Numerical Analysis and Results

• Basis Set Effects: The study identifies the importance of including diffuse functions in the basis sets for accurate oscillator strength calculations, especially when dealing with Rydberg states. Double augmentation (dAVDZ) was found to provide a balance between computational cost and accuracy.
• Method Comparison: QR-TDDFT with CAM-B3LYP demonstrated promise in delivering acceptably low errors for ESA oscillator strengths, particularly for larger molecules.
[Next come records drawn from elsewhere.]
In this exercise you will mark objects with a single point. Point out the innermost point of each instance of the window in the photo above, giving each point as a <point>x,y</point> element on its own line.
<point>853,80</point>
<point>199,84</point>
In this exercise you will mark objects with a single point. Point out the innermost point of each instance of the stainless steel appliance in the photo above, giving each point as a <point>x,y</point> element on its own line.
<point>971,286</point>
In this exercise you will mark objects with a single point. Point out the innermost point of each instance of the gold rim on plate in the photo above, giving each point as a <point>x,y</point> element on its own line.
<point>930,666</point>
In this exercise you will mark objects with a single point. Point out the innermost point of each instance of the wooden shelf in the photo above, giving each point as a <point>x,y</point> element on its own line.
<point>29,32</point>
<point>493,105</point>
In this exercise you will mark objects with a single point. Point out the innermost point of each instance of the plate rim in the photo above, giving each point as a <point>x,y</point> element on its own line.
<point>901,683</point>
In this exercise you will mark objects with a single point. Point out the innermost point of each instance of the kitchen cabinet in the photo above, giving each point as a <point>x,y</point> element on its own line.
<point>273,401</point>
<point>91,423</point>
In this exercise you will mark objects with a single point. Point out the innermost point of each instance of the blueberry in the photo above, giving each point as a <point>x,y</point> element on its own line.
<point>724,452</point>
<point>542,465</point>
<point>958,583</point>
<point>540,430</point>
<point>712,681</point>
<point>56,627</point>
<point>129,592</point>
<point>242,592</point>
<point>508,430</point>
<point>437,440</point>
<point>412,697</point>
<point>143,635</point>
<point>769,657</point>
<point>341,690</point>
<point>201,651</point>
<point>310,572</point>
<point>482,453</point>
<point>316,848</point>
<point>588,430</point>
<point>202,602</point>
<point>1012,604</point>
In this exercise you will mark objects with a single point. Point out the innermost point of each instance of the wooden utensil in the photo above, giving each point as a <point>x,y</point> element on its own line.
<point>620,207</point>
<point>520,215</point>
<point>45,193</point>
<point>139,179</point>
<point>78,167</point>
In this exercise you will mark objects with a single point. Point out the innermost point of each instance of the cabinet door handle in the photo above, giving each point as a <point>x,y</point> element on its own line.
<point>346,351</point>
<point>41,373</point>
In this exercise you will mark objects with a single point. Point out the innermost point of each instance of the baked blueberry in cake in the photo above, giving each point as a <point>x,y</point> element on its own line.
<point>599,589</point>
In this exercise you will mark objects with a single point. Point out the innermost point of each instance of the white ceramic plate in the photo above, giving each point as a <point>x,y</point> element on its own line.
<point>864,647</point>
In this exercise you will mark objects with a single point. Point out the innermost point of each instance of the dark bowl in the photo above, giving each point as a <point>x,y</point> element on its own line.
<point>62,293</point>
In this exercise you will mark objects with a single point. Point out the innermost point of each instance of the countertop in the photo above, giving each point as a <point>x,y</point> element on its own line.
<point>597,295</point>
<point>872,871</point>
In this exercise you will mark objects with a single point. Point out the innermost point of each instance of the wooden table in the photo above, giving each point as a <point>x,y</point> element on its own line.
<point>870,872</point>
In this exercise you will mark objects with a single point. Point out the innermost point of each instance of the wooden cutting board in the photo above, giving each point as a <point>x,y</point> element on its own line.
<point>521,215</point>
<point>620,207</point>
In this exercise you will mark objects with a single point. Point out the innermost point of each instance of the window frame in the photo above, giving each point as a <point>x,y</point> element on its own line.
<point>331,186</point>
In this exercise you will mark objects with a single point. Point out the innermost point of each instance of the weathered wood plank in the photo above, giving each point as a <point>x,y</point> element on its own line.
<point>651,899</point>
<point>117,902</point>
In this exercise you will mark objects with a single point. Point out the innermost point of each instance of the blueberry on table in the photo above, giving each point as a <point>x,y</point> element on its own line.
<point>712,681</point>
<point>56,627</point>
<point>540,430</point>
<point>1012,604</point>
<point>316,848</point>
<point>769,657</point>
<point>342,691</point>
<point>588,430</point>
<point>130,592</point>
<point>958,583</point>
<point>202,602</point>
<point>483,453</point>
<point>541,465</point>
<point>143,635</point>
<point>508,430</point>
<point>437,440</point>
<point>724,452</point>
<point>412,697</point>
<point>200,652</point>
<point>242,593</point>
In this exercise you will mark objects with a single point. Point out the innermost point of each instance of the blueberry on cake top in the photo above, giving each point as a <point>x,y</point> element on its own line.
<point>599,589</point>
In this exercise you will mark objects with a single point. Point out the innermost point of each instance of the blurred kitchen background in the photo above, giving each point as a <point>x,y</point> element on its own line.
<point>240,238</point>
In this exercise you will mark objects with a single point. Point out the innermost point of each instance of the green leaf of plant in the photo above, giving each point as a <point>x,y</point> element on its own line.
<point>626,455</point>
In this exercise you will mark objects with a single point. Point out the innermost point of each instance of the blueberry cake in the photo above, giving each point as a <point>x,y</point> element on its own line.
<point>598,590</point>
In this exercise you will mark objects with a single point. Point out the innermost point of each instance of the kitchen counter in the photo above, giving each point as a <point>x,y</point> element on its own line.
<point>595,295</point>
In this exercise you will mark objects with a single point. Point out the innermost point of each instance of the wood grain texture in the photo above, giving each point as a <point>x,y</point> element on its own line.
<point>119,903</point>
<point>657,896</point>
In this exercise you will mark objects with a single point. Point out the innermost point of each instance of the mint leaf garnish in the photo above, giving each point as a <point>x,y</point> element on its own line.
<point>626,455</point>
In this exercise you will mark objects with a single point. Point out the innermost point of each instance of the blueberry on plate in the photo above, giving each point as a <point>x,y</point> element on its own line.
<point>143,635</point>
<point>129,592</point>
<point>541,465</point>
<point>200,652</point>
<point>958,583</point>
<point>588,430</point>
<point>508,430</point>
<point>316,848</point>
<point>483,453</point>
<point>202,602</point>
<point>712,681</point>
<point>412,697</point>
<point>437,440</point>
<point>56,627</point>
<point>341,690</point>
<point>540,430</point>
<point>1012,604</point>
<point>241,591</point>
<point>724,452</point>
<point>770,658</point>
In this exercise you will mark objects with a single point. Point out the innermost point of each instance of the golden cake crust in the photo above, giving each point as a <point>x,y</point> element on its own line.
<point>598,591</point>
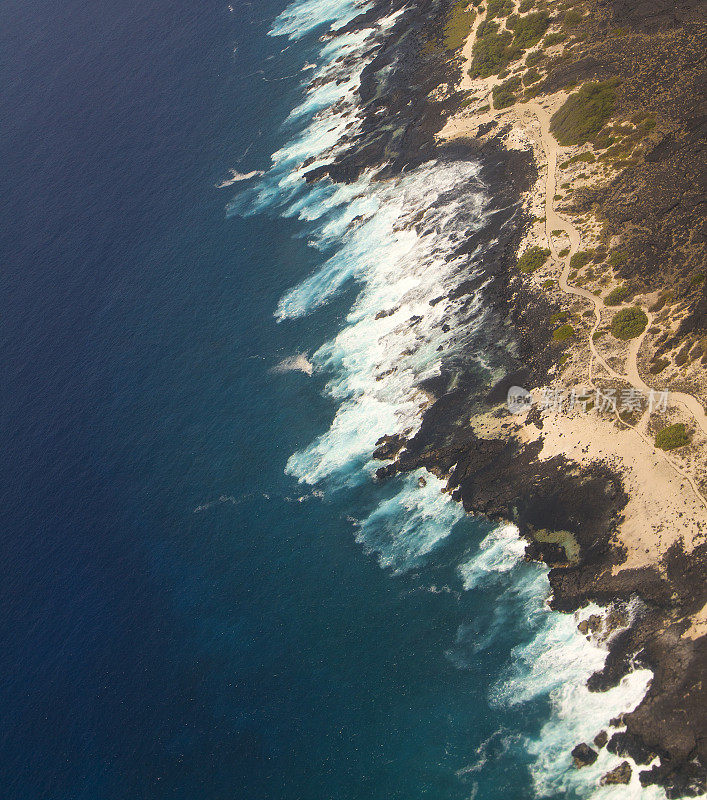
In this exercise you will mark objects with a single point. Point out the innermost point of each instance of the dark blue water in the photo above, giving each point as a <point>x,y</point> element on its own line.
<point>173,626</point>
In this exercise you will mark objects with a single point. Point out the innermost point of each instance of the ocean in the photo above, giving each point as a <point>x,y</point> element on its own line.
<point>205,593</point>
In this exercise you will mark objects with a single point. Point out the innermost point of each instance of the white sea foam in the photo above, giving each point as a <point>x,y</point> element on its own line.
<point>556,664</point>
<point>409,525</point>
<point>395,241</point>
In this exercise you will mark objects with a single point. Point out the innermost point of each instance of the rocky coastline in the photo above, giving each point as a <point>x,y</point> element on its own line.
<point>569,511</point>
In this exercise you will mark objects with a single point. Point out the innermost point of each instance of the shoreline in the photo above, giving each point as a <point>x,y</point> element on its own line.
<point>666,509</point>
<point>651,545</point>
<point>589,494</point>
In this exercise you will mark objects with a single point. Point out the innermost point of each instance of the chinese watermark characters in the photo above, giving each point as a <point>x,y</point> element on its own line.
<point>624,401</point>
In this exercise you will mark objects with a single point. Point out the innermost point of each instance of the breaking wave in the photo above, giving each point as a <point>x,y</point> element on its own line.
<point>396,241</point>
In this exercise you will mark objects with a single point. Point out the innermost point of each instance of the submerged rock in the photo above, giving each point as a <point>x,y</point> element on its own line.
<point>620,774</point>
<point>601,739</point>
<point>583,755</point>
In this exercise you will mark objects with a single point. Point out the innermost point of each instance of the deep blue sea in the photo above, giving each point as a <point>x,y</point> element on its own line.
<point>203,593</point>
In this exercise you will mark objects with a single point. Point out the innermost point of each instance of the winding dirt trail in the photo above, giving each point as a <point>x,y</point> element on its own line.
<point>555,221</point>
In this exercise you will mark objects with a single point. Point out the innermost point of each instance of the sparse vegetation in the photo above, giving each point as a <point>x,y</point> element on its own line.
<point>533,259</point>
<point>499,8</point>
<point>617,296</point>
<point>495,49</point>
<point>534,58</point>
<point>563,333</point>
<point>672,437</point>
<point>528,30</point>
<point>580,259</point>
<point>571,18</point>
<point>629,323</point>
<point>492,51</point>
<point>504,94</point>
<point>584,113</point>
<point>617,258</point>
<point>590,158</point>
<point>459,24</point>
<point>553,38</point>
<point>531,76</point>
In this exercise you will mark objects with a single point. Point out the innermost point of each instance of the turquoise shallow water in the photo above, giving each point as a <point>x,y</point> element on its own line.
<point>206,595</point>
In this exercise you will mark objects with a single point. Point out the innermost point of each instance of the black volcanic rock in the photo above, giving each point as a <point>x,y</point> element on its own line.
<point>583,755</point>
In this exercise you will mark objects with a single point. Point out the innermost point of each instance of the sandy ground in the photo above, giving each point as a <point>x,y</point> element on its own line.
<point>665,503</point>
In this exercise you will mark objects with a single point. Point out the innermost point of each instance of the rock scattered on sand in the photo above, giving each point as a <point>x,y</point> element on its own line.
<point>583,755</point>
<point>620,774</point>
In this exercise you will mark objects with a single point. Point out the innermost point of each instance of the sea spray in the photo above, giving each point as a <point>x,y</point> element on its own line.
<point>399,241</point>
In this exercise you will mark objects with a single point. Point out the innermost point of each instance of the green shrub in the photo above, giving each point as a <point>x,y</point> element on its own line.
<point>531,76</point>
<point>499,8</point>
<point>528,30</point>
<point>563,333</point>
<point>672,437</point>
<point>459,24</point>
<point>617,258</point>
<point>580,259</point>
<point>571,18</point>
<point>553,38</point>
<point>533,259</point>
<point>659,365</point>
<point>492,51</point>
<point>617,295</point>
<point>504,94</point>
<point>629,323</point>
<point>584,113</point>
<point>534,58</point>
<point>590,158</point>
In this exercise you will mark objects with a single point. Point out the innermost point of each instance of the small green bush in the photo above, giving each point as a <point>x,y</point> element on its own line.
<point>672,437</point>
<point>617,258</point>
<point>580,259</point>
<point>534,58</point>
<point>531,76</point>
<point>459,24</point>
<point>563,333</point>
<point>533,259</point>
<point>616,296</point>
<point>590,158</point>
<point>571,18</point>
<point>504,94</point>
<point>492,51</point>
<point>499,8</point>
<point>528,30</point>
<point>553,38</point>
<point>629,323</point>
<point>584,113</point>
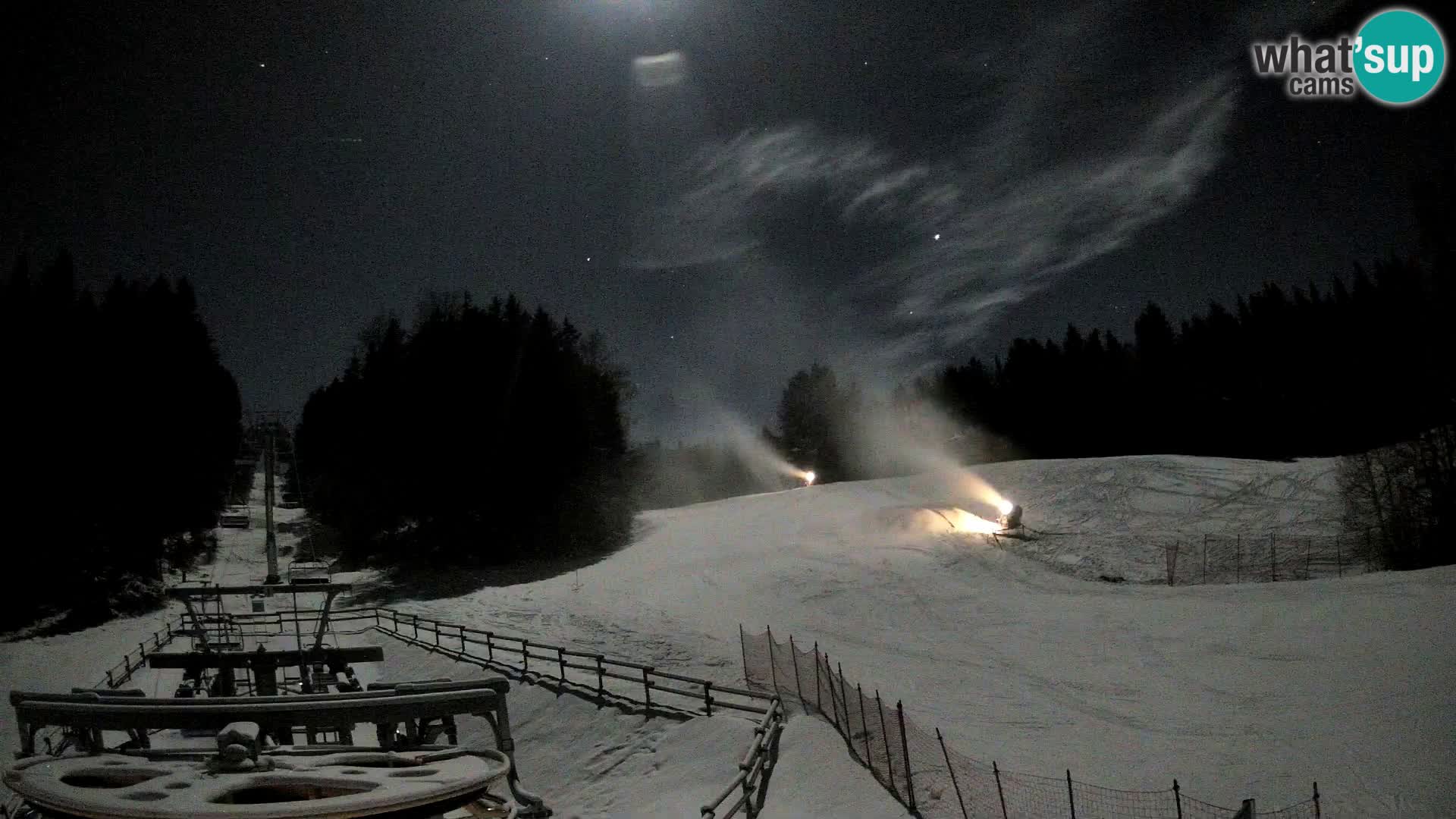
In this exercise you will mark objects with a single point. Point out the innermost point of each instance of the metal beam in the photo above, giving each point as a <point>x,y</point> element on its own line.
<point>184,592</point>
<point>246,659</point>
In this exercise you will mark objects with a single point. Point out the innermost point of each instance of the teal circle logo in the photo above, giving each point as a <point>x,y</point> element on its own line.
<point>1400,55</point>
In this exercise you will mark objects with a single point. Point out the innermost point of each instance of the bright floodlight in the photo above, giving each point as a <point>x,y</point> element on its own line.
<point>660,71</point>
ISR-ADC(3) also exhibited competitive performance compared to higher computational cost methods like QR-CCSD.
• Insights on Methodologies Tested:
  • QR-CC Methods: QR-CC3 served as a reference, with excellent agreement observed among different gauges, corroborating the accuracy and reliability of this level of theory.
  • ISC-ADC Methods: These show potential, particularly at the ADC(3) level, for calculating ESA properties with accuracy close to the benchmark level.
  • TD-DFT and TDA: The application of TDA generally led to degraded performance, although full TD-DFT results are sensitive to the exchange-correlation functional used.
• Error Trends: The study identifies error magnitudes and trends across methods for different transition types (Rydberg-Rydberg, Rydberg-Valence, Valence-Valence), revealing where specific methodologies may excel or require caution.

Implications and Future Directions

The compilation of this dataset and the subsequent benchmarks hold substantial value for future studies on ESA, providing a strong foundation for method development and validation. The insights regarding basis sets and method accuracy can drive the choice of computational approaches in practical applications, aiding in the design and development of materials where ESA is leveraged.

Speculatively, future advancements may include broader exploration into multireference methods for states with substantial non-single-excitation character or further refinement of TD-DFT approaches to capitalize on their computational efficiency for larger systems. Additionally, the development of solvation models for QR methods would significantly extend the applicability of these techniques to more complex and realistic scenarios, encompassing the condensed phase or biological environments.

In conclusion, the research presented underscores the robustness of QR-CC3 as a reference standard, while showcasing the viability of certain TD-DFT and ADC implementations as cost-effective alternatives, particularly for larger scale analyses where computational resources may be limited.